筆頭は、生徒会の面々に風紀委員長に一年の一匹狼くんに爽やかスポーツマンくんを引き連れて騒いでいることだろう。授業はサボり出たとしてもクラスで騒いでいる。同じクラスである悟と衛は一緒になって遊んで、周りの人に迷惑をかけているようだ。涼はそれを諫めるが、諫めきれてない。
◇◇◇
「何故、悟と衛が桐ケ谷真砂希にこんなにも懐いている」か、茜に尋ねた。
彼は、一般家庭の外部入学をしたまじめな奴だ。今は、桐ケ谷真砂希に鉢合わせしないようにしているらしい。「気に入られたみたいなんだよな。意味わからん」と言っていた。

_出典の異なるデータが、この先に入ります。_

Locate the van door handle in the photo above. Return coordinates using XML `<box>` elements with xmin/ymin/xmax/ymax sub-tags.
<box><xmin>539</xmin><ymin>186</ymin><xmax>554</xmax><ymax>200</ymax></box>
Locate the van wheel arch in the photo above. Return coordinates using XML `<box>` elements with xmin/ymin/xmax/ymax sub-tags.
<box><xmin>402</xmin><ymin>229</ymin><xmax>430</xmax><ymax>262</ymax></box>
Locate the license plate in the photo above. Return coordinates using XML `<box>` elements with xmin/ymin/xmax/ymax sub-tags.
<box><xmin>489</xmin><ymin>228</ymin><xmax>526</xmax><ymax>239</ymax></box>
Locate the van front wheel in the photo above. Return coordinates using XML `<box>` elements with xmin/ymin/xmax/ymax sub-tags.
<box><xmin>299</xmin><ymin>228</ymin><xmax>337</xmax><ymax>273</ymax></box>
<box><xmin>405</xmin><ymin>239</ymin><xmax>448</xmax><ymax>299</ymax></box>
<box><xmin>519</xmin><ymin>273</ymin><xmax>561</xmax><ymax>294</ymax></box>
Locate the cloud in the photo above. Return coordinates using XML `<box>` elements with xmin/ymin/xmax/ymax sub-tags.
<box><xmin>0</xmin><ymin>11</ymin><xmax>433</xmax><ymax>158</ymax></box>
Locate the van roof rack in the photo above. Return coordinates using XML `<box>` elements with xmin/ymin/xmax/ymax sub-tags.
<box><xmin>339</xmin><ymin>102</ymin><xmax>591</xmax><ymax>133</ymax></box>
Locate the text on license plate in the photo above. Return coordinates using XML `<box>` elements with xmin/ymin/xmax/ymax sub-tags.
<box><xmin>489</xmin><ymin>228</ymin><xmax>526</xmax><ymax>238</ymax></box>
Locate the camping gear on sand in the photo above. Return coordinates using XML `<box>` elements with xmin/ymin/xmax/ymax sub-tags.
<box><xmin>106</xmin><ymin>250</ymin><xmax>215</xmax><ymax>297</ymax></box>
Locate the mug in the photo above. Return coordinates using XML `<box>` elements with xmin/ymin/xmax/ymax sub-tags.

『あーあの食堂の一件でな。お前は途中で帰っんだっけ?』
『うん……うるさかった……から。涼が逃してくれた……』
『まぁ。正解だろうな。あー、話逸れた。小清水の双子の件だな。転入生が二人を見分けたってのは知ってるだろ? その続きだ。「お前達は別々の人間だからな! でも二人がいいなら一緒ならそれでもいいからな! 俺が一番の親友になってやるから安心しろ! そばに居てやるぞ!」だってさ』
『ふふっ…モノマネ……? ちょっと似てる』
『うるせぇ。似てるとか、それはそれで複雑だな……てか! そこじゃないだろ』
『うん……別々の……それなら、俺も律も玄も涼も思ってる…。知らなかったのかな。だったら、悲しい……』
『さぁな。そんな顔すんなよ。変わったタイプで面白がってるんだろ。一時的なもんだ』
しょんぼりしてたら、茜は、わしやわしゃと俺の頭を撫でた。撫でたと言うには、いささか乱暴で痛かったけど。彼の優しさだって解ってるから文句は飲み込んだ。